Fig. 7. Observed (black) and simulated CMIP5 and CMIP6 SST anomalies (relative to 1901-1950) for the North Atlantic (NA, left column), the Global Tropics (GT, middle column), and the North Atlantic Relative Index (NARI, right column) when forced with ALL (blue, top row), AA (magenta, second row), NAT (brown/red, third row), and GHG (green, bottom row). The CMIP6 MMMs are presented with solid curves while the CMIP5 MMMs are presented with dotted curves. Both are surrounded by shaded areas demarking the bootstrapping confidence interval. Panels (a) and (c) additionally display a 20-year running mean of the sum of simulated NA and NARI over the individual forcing simulations for CMIP6 (burgundy dashed curve) with associated bootstrapping confidence interval (burgundy shaded area). Including NA in the sum makes little difference. For NA and GT under AA and NAT (middle two rows and left two columns), the orange curve displays detrended observations, calculated by subtracting simulated GHG-forced SST (bottom row) from observations in that ocean basin. The yellow shaded area is the confidence interval when bootstrapping the MMM of CMIP6 piC simulations, and represents the magnitude of noise in the CMIP6 MMMs. A horizontal black dashed line marks 0 anomaly, which represents the average SST from 1901-1950. The y labels show the number of institutions that were used for each subset of forcing agents in CMIP6 (N, see Table S2), and the subplot titles display the correlation (r) and sRMSE between the MMM and observations for CMIP6.
Observed NARI (panel c, black) shows strong multi-decadal variability throughout the century. In the ALL simulations (top row, blue), the temporal evolution of NARI (c) matches the observations with some skill (r=0.40, sRMSE = 0.92 for CMIP6), but fails to capture the full magnitude of observed cooling in the 1970s and 80s or, more prominently, any multi-decadal variability prior to 1960. Moreover, its GT and NA components do not match very well either the observed, roughly linear warming trend in GT (b), or the marked multi-decadal variability in NA (a). In both CMIP5 and CMIP6 ALL simulations, the simulations of GT (b, blue) are anomalously colder than observations between 1960 and 2000, when simulated AA cooling (e, magenta) is the strongest and not yet compensated by GHG warming (k, green), leading us to question whether the match of simulated and observed NARI in this period happens due to compensating errors. For NA, the match between observations and the ALL-forced response is better in the later part of the record, but worse in the first half. During the period prior to 1960, according to both CMIP ensembles, GHG warming (j, green) masks AA cooling (d, magenta) to produce a roughly constant temperature in the ALL simulations (a, blue). The simulated cold episode in 1964 is due to the eruption of Agung in 1963 (g, brown and red), and it is only after the mid 1960’s that increased GHG warming overtakes stagnating AA cooling to produce pronounced warming in fairly good accord with observations. Much of the observed variability in NA (a, black) thus does not seem to be a response to external radiative forcing.
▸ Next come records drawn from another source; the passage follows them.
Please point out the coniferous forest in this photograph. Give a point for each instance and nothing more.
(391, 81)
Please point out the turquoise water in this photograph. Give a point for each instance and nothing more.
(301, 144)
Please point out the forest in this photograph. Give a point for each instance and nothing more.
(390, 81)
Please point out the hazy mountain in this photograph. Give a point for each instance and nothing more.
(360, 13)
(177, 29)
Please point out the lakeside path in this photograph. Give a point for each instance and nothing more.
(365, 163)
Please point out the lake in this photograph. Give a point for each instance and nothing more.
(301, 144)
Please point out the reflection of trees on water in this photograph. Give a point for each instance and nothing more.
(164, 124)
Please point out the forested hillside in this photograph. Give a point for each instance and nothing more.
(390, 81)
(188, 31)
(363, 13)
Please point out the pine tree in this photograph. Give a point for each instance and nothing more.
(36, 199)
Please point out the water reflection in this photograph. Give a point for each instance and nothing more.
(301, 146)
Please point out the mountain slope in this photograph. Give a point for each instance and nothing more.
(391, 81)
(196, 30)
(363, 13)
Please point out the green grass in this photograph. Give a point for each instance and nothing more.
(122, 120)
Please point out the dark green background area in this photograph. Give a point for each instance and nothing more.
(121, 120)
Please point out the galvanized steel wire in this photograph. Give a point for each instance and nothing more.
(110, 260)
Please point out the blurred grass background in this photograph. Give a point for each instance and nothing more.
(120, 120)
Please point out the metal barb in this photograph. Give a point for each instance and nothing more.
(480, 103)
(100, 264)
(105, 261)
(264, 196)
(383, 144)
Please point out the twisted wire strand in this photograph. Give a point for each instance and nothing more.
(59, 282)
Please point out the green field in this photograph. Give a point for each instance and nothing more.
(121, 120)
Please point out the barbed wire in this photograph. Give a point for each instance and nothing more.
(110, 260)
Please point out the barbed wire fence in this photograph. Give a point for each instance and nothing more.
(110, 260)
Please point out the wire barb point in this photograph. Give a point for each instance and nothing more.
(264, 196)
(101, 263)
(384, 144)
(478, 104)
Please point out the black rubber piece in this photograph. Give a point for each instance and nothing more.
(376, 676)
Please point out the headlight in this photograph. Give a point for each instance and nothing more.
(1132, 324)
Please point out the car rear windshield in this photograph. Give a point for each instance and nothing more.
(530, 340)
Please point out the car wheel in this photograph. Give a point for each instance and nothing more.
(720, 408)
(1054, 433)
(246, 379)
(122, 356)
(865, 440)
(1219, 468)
The AA forcing had appeared to explain observed low-frequency Sahel precipitation variability in H20, but we now see that it might be the right result for the wrong reason. AA (second row, magenta) produce low-frequency NARI variability (f), but this simulated NARI is a poor match to observations (f, r=0.10, sRMSE = 1.04 for CMIP5; r=0.07, sRMSE=1.09 for CMIP6; a performance statistically worse than noise). The difference between simulations and observations is even more stark in NARI’s constituent ocean basins. We can attempt to compare AA-forced NA and GT to an observed “GHG-residual” (that is, the observation minus the GHG-forced MMM, presented in orange instead of black), which represents our best estimate of the sum of observed oceanic IV and the observed responses to aerosols. This index shows marked, roughly stationary low-frequency variability in NA (d, orange), which contrasts with a more monotonic behavior in the simulated NA index (magenta). In particular, we note that the AA simulations display an especially steep decline in NA SST between ~1940 and 1980, but monotonic cooling throughout the century. Though legislation to curb pollution reduced AA loading in the northern hemisphere after 1970 (Hirasawa et al. 2020), simulated NA doesn’t warm at all before 2010. Overall, the effect of reducing AA emissions in both CMIP ensembles is to halt the cooling of NA, not to cause actual warming. This is consistent with estimates of the hemispheric difference in total absorbed solar radiation in AA simulations in CMIP6, which level off, but do not decrease, after 1970 (Menary et al. 2020).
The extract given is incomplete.